Moore received regular but limited playing time during his first two seasons. To get more chances in his third season, the Bearcats need him to take a few steps forward.

COLLEGE BASKETBALL: FEB 27 Cincinnati at SMU

The second year of a college basketball player’s career can sometimes be a very telling one. Year two is when the breakout occurs for some or when the dreaded sophomore slump sets in for others. At the very least, you’d expect to see some sort of progression or regression. That’s not exactly what the Cincinnati Bearcats got from Trevor Moore last season.

When he first stepped on the floor as a freshman for the 2017-18 season, Moore worked himself right into the regular rotation and became a valuable reserve player on the perimeter. Although his playing time waned to a degree in the last couple months of the campaign, he displayed promise. During the 2018-19 season, Moore continued to get the same types of opportunities but no more. The 6’5” guard/forward averaged 12 minutes per game across 35 contests as a freshman and then averaged 11.9 minutes across 34 outings as a sophomore.

There are two ways to look at the lack of increase in his playing time. On one hand, the Bearcats were a pretty deep team and Moore might have just been a victim of there just not being enough minutes to go around. However, you could also argue that the fact that he did not take a significant step forward held him back. Its tough to tell exactly, since the smaller sample of his work makes the numbers less reliable, but there were some areas where he clearly struggled and some where he improved.

Starting on the positive side, Moore was once again an above average offensive player, posting an offensive rating of 104.1. That’s not star level play by any means, but it still meant he ultimately provided a positive impact on that side of the floor. Those positive contributions were buoyed by improved efficiency on shots from inside the three-point arc, where he shot 52.9 percent. If Moore is going to start trying to find looks closer to the rim, the fact that he upped his free throw shooting to 77.8 percent from below 70 percent was an even more welcome sight. However, he actually increased his three-point rate last year while his free-throw rate plummeted, so it may not be time to celebrate just yet.
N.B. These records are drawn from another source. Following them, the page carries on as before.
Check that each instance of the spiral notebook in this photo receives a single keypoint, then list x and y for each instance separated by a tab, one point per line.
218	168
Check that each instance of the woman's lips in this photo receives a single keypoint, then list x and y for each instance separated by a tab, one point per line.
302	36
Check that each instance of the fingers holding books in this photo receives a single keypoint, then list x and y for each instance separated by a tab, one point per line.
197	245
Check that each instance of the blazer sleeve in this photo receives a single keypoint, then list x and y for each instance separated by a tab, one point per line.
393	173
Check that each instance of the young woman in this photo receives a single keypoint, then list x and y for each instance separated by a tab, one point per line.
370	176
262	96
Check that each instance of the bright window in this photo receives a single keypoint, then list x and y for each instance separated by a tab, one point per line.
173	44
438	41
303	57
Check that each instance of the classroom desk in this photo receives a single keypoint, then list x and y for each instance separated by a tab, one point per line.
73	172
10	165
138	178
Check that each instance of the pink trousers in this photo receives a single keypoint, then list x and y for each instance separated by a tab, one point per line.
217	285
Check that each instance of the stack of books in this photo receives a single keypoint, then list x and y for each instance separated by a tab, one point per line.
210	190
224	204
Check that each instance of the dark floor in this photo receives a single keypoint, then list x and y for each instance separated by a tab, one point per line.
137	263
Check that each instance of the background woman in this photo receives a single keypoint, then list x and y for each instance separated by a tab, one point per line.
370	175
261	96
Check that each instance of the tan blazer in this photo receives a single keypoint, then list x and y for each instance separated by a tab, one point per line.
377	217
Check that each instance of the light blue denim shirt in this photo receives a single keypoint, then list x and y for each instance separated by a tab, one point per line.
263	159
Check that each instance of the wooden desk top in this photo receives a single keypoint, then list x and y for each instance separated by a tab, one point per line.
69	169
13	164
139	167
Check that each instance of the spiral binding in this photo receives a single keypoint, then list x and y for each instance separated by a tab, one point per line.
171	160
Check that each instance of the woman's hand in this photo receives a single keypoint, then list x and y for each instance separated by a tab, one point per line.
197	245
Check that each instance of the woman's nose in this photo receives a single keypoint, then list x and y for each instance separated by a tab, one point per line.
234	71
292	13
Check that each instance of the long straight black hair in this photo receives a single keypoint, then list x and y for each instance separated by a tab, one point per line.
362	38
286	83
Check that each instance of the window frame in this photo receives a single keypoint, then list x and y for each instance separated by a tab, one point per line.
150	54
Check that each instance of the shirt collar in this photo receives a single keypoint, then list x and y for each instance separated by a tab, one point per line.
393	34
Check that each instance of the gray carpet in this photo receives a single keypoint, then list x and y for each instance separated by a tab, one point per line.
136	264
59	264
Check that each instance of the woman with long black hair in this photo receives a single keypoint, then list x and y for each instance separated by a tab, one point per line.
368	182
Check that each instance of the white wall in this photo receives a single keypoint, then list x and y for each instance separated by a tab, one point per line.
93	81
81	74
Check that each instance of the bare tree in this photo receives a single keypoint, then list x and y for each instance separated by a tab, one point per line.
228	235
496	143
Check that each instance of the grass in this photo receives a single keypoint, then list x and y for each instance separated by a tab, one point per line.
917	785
Beyond his shooting efforts, Moore displayed a stronger sense for ball movement, with his assist rate jumping from 5.8 percent as a freshman to 8.1 percent as a sophomore. He also produced the bulk of his win share total on defense, although with 0.6 defensive win shares, he wasn’t exactly in the running for Defensive Player of the Year honors.

All those incremental steps forward were somewhat counteracted by struggles elsewhere on the floor. Moore was taking more three-point shots than ever and he certainly hit some important ones, but he only shot 26.5 percent from three. As a player considered to be in the increasingly valuable three-and-D mold, Moore’s struggles from three hampered his development. With 68 of his 85 total field goal tries coming from beyond the arc, Moore’s total field goal percentage dipped to 31.8 percent while his true shooting rate (.442) and effective field goal percentage (.424) tumbled as well. The lack of efficiency led to a scoring average of 2.3 points per game, which was more than a point off of his mark from his freshman season. The gap was even greater when comparing his projections over 40 minutes and on a per 100 possessions basis. However, what was perhaps more discouraging was his trouble on defense. His defensive win share total might have been positive, but that was obscured by the fact that after posting an 89.5 defensive rating as a freshman, Moore had a rating of 100.1 last season.

In addition to the things under his control, Moore also experienced a demotion in his chances to play during the most important part of the season. From the regular season finale against Houston to the Bearcats’ loss in the NCAA Tournament to Iowa, he averaged only 8.6 minutes per game.

Moore is about to embark on a new season with a team that will look quite a bit different than it did last year, both in terms of roster and coaching staff. It’s possible that John Brannen’s approach will unlock the next level for Moore. That would be a major boost to the Bearcats’ chances of contending for the American Athletic Conference title as well as for the trajectory of Moore’s career. However, a few adjustments to the game plan isn’t all it will take. Moore has flashed the ability to be a difference maker and he just has to do that a whole lot more often in his third year.